Police in Bristol confirmed that they are dealing with outbreaks of disorder involving about 150 people.
Meanwhile, Liverpool’s police department said officers were responding to a “number of isolated outbreaks of disorder,” the Associated Press reported.
Several vehicles were set ablaze and a number of buildings were attacked, while masked rioters pelted police with debris in the city’s southern neighborhoods.
Riot police were also deployed in Birmingham, as looting spread through the central UK city.
Birmingham’s police confirmed that more than 100 people had been arrested after shops in a main retail district were attacked. A police station on Holyhead Road in the Handsworth section of Birmingham was set on fire.
United Kingdom, Birmingham : A mobile phone store window is seen smashed in the city center of Birmingham, central England, on August 8, 2011 during a night of unrest. (AFP Photo / Paul Ellis)

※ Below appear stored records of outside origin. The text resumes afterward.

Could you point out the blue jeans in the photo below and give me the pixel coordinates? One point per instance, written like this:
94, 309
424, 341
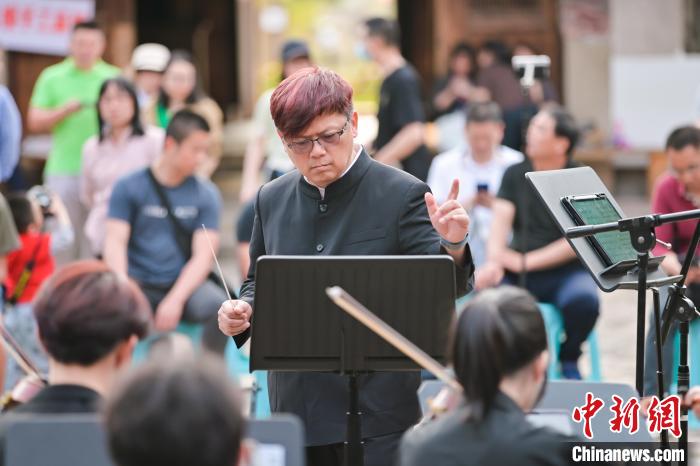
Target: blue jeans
572, 290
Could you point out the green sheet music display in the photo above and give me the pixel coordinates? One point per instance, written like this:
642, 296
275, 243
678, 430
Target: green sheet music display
613, 246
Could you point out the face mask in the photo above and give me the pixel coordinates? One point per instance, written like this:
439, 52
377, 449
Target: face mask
361, 51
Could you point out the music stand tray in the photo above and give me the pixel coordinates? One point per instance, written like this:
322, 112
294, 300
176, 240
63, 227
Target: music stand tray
554, 185
296, 327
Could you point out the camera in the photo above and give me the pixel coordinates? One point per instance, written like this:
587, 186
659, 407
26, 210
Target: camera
42, 196
531, 67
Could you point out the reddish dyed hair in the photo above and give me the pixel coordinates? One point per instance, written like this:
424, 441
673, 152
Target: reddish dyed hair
307, 94
85, 310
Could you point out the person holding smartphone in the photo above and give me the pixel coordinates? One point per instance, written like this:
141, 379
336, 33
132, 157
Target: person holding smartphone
538, 257
479, 165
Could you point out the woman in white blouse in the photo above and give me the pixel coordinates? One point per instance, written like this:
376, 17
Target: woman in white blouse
122, 146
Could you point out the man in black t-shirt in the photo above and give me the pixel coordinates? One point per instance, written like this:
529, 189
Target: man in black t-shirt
400, 137
554, 274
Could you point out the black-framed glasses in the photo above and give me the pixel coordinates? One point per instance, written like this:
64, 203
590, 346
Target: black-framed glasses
305, 146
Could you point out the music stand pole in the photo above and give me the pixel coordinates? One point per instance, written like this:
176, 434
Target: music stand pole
665, 443
681, 308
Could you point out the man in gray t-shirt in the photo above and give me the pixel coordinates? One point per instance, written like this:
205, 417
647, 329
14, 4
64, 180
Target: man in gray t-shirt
171, 263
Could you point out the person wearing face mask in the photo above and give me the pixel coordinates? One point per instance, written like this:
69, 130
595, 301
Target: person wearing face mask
109, 313
180, 89
499, 354
122, 146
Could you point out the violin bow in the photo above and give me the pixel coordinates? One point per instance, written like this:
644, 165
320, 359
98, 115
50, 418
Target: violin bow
345, 301
20, 357
218, 266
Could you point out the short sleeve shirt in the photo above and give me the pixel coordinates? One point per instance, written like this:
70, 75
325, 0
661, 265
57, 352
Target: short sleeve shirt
533, 227
154, 256
57, 85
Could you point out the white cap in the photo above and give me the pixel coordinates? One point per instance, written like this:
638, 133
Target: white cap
150, 57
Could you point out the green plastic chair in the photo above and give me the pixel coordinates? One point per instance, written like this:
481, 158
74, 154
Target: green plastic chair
554, 325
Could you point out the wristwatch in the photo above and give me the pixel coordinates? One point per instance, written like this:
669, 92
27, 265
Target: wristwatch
449, 245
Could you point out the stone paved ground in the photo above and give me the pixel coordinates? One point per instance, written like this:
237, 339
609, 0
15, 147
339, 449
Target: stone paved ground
616, 326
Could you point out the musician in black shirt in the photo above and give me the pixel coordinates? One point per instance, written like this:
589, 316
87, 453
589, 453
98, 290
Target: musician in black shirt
500, 357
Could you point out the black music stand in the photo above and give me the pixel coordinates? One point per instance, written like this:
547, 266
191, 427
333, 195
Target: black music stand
296, 327
554, 185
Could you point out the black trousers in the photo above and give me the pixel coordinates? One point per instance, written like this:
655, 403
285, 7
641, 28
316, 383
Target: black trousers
379, 451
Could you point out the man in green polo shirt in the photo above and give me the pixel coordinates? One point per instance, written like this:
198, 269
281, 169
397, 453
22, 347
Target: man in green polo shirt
64, 103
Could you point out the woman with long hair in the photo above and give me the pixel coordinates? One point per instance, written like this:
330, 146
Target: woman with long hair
122, 145
499, 354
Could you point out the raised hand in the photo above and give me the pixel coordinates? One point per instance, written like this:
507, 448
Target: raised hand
450, 219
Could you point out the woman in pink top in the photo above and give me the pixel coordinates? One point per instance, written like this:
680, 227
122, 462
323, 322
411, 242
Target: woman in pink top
122, 146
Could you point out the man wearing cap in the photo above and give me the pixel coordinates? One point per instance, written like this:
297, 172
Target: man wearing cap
148, 62
265, 151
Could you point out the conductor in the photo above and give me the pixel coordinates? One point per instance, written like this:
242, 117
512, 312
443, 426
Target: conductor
339, 201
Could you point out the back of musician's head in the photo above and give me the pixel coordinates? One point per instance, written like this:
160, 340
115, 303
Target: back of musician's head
85, 310
498, 333
180, 412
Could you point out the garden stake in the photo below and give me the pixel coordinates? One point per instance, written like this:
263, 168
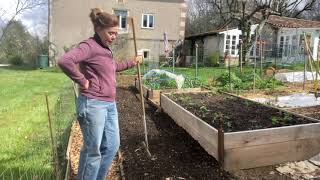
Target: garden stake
221, 143
145, 143
55, 155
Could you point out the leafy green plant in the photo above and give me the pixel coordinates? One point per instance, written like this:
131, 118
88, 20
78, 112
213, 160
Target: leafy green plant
213, 59
204, 109
185, 98
234, 81
191, 82
16, 60
275, 120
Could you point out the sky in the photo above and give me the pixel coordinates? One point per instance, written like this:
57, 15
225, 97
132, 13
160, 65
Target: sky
35, 20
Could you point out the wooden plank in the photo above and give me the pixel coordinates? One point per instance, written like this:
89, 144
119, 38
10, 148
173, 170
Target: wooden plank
271, 135
202, 132
270, 154
274, 107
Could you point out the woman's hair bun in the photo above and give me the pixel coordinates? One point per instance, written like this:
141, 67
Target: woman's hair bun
95, 13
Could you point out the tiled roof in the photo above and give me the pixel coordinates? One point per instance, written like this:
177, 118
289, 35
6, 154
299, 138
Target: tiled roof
273, 20
286, 22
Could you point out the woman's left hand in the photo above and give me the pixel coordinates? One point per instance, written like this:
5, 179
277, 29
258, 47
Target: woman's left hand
137, 59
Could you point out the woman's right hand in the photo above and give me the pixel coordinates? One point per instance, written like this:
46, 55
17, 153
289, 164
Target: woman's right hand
86, 85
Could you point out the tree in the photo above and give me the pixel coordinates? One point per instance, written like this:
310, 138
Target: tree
18, 42
314, 13
248, 12
20, 7
199, 17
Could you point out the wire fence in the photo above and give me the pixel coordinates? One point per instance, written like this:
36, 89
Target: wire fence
62, 116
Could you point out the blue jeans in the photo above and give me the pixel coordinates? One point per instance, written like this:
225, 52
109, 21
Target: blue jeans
99, 125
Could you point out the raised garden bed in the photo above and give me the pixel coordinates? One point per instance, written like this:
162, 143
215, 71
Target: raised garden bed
154, 94
255, 134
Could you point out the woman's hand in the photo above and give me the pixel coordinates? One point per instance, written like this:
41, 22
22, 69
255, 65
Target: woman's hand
137, 59
86, 85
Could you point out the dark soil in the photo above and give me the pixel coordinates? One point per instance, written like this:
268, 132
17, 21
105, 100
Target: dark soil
236, 114
176, 154
313, 111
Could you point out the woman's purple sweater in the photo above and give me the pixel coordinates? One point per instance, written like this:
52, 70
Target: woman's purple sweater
96, 65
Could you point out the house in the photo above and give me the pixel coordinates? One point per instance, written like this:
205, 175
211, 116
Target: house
282, 38
69, 24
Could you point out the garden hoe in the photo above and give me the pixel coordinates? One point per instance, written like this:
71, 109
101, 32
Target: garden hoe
145, 143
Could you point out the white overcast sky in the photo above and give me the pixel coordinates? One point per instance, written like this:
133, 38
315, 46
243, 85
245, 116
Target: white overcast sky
35, 20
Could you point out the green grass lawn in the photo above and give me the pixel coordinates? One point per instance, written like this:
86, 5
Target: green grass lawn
25, 148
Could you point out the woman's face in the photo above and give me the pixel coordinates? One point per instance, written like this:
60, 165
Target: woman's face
108, 35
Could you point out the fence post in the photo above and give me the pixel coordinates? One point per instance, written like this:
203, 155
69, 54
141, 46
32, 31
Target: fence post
240, 55
54, 148
173, 58
197, 60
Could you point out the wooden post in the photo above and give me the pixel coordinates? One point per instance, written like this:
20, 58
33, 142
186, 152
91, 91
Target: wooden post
54, 148
197, 47
141, 90
260, 55
240, 55
221, 144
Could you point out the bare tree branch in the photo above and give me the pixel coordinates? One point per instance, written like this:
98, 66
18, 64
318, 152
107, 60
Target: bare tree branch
20, 7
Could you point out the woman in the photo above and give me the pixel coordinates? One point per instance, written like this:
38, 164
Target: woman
96, 106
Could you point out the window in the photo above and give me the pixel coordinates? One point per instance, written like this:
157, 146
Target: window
146, 54
122, 16
286, 46
281, 46
228, 44
294, 44
147, 20
231, 45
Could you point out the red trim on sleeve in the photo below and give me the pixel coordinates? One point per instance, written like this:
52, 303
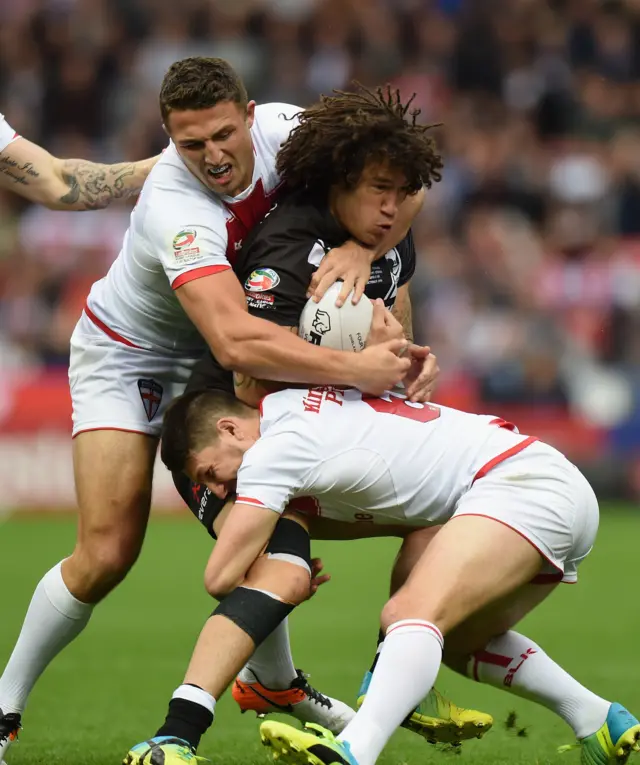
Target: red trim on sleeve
503, 424
249, 501
429, 627
197, 273
548, 578
504, 456
101, 325
107, 427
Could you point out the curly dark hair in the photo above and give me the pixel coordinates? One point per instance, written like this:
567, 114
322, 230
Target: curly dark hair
342, 133
199, 82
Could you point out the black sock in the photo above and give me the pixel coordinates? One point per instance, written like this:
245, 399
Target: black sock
381, 637
186, 720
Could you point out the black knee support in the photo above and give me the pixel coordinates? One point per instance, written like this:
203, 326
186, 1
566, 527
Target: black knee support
255, 612
291, 539
202, 502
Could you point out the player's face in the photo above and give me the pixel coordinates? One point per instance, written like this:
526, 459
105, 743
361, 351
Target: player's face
370, 209
215, 144
216, 466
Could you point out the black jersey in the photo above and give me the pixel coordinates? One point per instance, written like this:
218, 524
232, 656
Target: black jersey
280, 254
275, 265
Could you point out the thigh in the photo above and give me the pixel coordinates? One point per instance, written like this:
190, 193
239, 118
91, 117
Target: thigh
470, 563
543, 497
113, 474
119, 387
495, 619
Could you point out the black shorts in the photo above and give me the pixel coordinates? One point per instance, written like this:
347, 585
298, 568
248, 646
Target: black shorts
207, 375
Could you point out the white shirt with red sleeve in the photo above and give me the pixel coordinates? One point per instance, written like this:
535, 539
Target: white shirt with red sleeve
179, 231
7, 133
350, 457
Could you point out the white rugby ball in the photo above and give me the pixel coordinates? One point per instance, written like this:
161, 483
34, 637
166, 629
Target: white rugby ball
343, 329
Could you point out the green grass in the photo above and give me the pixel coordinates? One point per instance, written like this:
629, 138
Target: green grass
109, 689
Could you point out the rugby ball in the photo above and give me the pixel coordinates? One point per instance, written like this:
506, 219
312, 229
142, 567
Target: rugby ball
343, 329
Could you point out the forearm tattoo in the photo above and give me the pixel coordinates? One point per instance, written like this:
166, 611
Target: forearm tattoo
93, 186
18, 172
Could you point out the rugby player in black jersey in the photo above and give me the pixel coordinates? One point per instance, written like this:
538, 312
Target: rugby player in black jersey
346, 169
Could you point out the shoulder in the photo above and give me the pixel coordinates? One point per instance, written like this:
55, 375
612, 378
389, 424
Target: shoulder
172, 198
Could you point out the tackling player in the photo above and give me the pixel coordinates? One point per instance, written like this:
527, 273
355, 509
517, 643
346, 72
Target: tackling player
380, 155
519, 518
64, 184
170, 291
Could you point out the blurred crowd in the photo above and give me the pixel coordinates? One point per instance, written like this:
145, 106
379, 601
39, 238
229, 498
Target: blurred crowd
528, 284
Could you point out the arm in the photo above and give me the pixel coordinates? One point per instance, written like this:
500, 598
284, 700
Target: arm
250, 390
402, 311
241, 540
68, 184
216, 305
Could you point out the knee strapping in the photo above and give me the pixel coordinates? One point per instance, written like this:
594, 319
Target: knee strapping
256, 612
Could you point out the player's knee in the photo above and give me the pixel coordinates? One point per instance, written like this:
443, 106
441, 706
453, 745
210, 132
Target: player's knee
102, 561
456, 661
217, 585
294, 584
407, 605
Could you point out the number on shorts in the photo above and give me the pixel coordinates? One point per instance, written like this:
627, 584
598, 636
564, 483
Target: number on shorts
403, 408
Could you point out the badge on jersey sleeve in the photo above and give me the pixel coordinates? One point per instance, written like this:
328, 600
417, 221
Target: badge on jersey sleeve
184, 250
151, 395
262, 280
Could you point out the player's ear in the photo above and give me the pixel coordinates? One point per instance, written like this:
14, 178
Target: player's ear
251, 113
229, 426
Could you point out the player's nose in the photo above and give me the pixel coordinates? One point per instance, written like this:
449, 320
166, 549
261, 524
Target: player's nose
212, 154
219, 489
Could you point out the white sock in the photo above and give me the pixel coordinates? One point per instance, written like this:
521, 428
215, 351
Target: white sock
405, 673
54, 618
195, 694
516, 664
272, 663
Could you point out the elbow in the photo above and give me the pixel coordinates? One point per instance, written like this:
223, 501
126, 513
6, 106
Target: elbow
230, 357
297, 587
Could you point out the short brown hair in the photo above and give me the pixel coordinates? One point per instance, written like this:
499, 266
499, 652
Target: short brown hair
342, 133
199, 83
190, 421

It followed a major escalation of rioting across London as groups of young people rampaged through neighborhoods across the capital over the weekend.
British Prime Minister David Cameron’s office announced that he had cut short his summer vacation to lead the response to the escalating riots, and would lead a meeting of the government’s crisis committee on Tuesday as police and lawmakers seek to quell the violence.